If we are true to ourselves, like children, we can learn to carry this invisible pain and make it a part of our lives, rather than run from it.




Ron
October 1, 2008
‘Another family is hurting’ after drive-by shooting suspect commits suicide in standoff
by Theresa D. McClellan | The Grand Rapids Press
Tuesday September 30, 2008, 11:04 PM
GRAND RAPIDS — After the drive-by murder of a 16-year-old boy he did not know, Kyle Keenan — alone and on the lam — made a phone call to relatives talking about heaven and suicide.
“He was asking the family would he still go to heaven if he committed suicide. We told him, ‘Don’t kill yourself, boy,’” said his uncle, Larry Keenan.
Tuesday afternoon Larry Keenan recalled those words moments after he was shattered to hear from police that his 21-year-old nephew shot himself in a hotel room as armed police in riot gear closed in.
Grand Rapids police had been seeking Keenan for four days.
Tuesday afternoon they received a tip that the younger Keenan was in a room at the America’s Best Inns & Suites on 28th Street near Buchanan Avenue, so they and Wyoming police surrounded the Southwest Side hotel.

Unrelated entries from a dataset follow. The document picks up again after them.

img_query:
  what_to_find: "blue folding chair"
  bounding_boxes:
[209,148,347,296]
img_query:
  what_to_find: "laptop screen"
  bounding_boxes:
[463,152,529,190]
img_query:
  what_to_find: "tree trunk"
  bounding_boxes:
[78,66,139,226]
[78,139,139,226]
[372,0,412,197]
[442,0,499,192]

As police approached, two men tried to flee from separate exits. An officer spotted a weapon, yelled “gun” and the suspects rushed back inside.
Kyle Keenan
At one point police heard a single gun shot. They captured Keenan’s acquaintance as he fled the hotel, Grand Rapids Police Chief Kevin Belk said later.

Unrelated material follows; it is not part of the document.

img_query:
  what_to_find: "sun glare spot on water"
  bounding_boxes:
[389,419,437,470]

It took about 40 minutes to evacuate the hotel before police peered inside to see Keenan disabled and on the ground. The captured acquaintance didn’t tell police Keenan had shot himself, Belk said.

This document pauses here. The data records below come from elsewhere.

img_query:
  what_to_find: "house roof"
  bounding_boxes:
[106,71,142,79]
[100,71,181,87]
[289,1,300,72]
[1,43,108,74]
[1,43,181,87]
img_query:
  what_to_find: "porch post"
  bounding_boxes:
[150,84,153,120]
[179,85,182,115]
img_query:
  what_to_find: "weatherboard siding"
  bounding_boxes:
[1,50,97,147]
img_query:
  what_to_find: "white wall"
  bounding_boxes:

Police closed off eastbound 28th Street traffic at Buchanan during the evacuation.
Keenan on Saturday was identified as a suspect in the drive-by shooting of Creston High School student David Witherspoon on Friday afternoon.
The 16-year-old was killed in a hail of gunfire as two people in a white Dodge Neon sprayed at least five shots into the crowd at Kalamazoo Avenue near Griggs Street SE. Police said Keenan was the gunman, and no motive was known.
Keenan’s family huddled around a cruiser Tuesday afternoon, their grief obvious as police said Keenan died from a self-inflicted wound.
The elder Keenan walked past the cruisers and onto a vacant parking lot as two young women with tears streaming down their faces clung to a cell phone.
Keenan started punching his fist into a vacant garage, wailing “Why, why,” and weeping.
He said his nephew started out as “a good kid, then he got caught up in this life.”
“He went to Messiah Baptist Church, he was a good boy until this.”
His grandmother used to daily drive him to and from his factory job on 28th Street SE. They didn’t know his whereabouts after Friday but received a call from him asking about suicide and heaven.
In the call, Keenan talked to his grandmother about death. “He asked her could he still go to heaven if he committed suicide,” Larry Keenan reported.
He said the family told the youth, “Don’t kill yourself boy, don’t do that.”
The elder Keenan added, “What makes it so bad is he didn’t even know that boy he shot.”
He added that his nephew participated in a “stop the violence” seminar at Creston High School with WJNZ owner Robert S. Womack a couple years ago.
Chief Belk said even though witnesses identified Keenan as the shooter, there is no reason to feel good about the outcome.
“Another family is hurting,” he pointed out.